On Feb. 28, for example, the prayer leader read from Paul's letter to the Colossians, saying, "Whatever you do in word or deed, do all in the name of the Lord Jesus, giving thanks through him to God the Father."

Hamilton interpreted a March 28 prayer as a call to worldwide Christian conversion.

"We look forward to the day," the speaker said, "when all nations and all people of the earth will have the opportunity to hear and respond to messages of love of the Almighty God who has revealed himself in the saving power of Jesus Christ."

No other specific religious faith was invoked or endorsed by the speakers, Hamilton said. In contrast to the majority of the Christian prayers, Hamilton said, the imam's March 8 words were inclusive and were "not identifiable as distinctly Muslim."

It was Clarence Brown's energetic rendition of "Just a Little Talk With Jesus" that prompted several legislators to decide enough was enough. The Indiana Civil Liberties Union soon filed suit in the name of four people - a Quaker, a Methodist and two Catholics - to stop what critics considered an increasingly sectarian prayer practice.

Brown, 51, is an evangelical Christian layman who works in an auto parts factory 70 miles south of Indianapolis. Invited to give a prayer to open the April 5 House session, Brown said he was thinking about the separation of church and state as he drove to the state Capitol.

He said he talked with God during the ride and decided to speak up for the man he considers his savior. "I wanted to share the word. That's what I'm supposed to do," Brown said. "I have to do what Jesus Christ says for me to do as a witness."

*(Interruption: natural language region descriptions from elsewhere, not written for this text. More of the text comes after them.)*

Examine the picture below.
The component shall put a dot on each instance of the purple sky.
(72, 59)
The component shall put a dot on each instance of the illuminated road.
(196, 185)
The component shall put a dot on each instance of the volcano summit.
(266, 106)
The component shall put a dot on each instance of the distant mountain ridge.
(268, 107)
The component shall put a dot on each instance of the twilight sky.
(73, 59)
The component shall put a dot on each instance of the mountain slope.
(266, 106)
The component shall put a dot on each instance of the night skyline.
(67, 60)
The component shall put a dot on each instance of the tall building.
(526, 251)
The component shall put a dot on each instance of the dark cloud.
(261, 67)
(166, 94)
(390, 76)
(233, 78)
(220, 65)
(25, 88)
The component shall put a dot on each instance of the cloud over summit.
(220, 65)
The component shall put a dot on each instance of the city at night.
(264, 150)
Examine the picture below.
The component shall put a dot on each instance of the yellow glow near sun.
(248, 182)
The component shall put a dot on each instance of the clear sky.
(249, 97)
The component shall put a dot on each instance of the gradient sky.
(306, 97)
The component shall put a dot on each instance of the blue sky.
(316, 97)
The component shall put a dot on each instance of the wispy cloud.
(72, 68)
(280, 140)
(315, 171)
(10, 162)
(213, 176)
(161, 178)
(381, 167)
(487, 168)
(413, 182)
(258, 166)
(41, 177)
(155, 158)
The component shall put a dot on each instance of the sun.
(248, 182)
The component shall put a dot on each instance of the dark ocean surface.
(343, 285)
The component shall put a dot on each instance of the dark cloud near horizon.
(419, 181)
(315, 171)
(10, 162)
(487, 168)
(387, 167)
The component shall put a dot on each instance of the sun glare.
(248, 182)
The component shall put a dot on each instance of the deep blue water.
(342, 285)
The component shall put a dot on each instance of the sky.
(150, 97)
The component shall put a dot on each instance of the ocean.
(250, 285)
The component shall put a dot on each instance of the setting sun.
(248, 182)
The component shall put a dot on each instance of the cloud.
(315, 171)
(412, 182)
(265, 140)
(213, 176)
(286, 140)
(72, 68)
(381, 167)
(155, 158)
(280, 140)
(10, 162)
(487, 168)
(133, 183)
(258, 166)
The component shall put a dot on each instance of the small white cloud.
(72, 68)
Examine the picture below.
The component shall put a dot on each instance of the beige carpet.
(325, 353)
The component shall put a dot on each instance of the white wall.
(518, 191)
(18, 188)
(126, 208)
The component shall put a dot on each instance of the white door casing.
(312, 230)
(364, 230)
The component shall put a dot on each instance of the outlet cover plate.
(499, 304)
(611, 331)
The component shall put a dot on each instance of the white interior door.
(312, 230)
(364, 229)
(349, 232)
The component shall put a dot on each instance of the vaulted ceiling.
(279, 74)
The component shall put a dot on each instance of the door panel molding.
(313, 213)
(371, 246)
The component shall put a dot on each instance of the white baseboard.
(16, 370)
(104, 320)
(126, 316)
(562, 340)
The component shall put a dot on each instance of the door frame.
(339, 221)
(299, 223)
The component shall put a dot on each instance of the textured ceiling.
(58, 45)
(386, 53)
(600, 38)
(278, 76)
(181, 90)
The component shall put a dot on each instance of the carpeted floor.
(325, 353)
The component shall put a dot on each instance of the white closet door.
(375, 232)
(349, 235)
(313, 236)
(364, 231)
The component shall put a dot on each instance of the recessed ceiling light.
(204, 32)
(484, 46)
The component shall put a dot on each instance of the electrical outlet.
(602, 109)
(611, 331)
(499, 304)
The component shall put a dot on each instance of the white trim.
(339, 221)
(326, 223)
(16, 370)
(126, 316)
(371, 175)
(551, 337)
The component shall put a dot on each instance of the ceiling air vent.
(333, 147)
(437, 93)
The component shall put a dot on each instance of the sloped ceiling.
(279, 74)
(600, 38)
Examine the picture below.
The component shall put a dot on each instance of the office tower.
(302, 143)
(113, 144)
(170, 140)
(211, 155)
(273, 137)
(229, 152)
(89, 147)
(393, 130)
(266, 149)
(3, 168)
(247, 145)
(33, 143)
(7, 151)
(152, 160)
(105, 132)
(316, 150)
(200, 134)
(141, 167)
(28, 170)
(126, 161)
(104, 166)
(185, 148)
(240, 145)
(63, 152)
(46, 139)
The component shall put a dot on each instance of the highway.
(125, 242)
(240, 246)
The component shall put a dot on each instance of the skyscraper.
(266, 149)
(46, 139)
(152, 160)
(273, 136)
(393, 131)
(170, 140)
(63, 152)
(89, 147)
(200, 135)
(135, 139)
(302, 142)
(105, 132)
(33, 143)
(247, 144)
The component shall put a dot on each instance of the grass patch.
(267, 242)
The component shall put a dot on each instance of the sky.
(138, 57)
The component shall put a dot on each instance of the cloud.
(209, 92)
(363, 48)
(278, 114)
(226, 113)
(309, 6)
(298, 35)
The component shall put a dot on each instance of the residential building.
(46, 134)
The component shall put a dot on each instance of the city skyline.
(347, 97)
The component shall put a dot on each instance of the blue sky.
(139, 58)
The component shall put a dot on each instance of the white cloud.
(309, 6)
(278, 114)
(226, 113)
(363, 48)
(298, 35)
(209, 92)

Brown's prayer included thanks to God "for our lord and savior Jesus Christ, who died that we might have the right to come together in love." When the prayer was finished, Bosma announced that Brown would "bless us with a song."

As Brown led the rollicking tune, some members and staffers clapped and sang along.

Several others left the chamber.

"We're just increasingly sensitive to both religious partiality in general and to evangelical Christianity's attempt to be politically and culturally aggressive," said George Washington University law professor Ira Lupu. "Both of those things are going on in that Indiana setting."

"In general, politicians think that the public wants to hear more explicitly religious messages," said Barry Lynn, executive director of Americans United for Separation of Church and State, a liberal lobbying group. "It is much more appropriate for people who have a shared religious belief system to get together before they walk into the chambers of the city council or the state legislature and do their worship before they go about their official business."

That is not how a vocal group of Indiana legislators see the issue. Unlike on some fronts in the culture wars, elected Democrats and Republicans have come together to criticize Hamilton's ruling.

"I see where religions were forbidden in other countries. In communist countries. In totalitarian countries. I think this smacks of that," said Rep. B. Patrick Bauer (D), the House minority leader and former speaker. "We need a clarification or we need a correction."

Goodin objected to the lawsuit and to those who filed it. "I'm a traditionalist," he said. "I felt like if there's a reason to change tradition, there ought to be a real reason, not that someone may say they're offended. To me, it sounds like they were the ones who were closed-minded."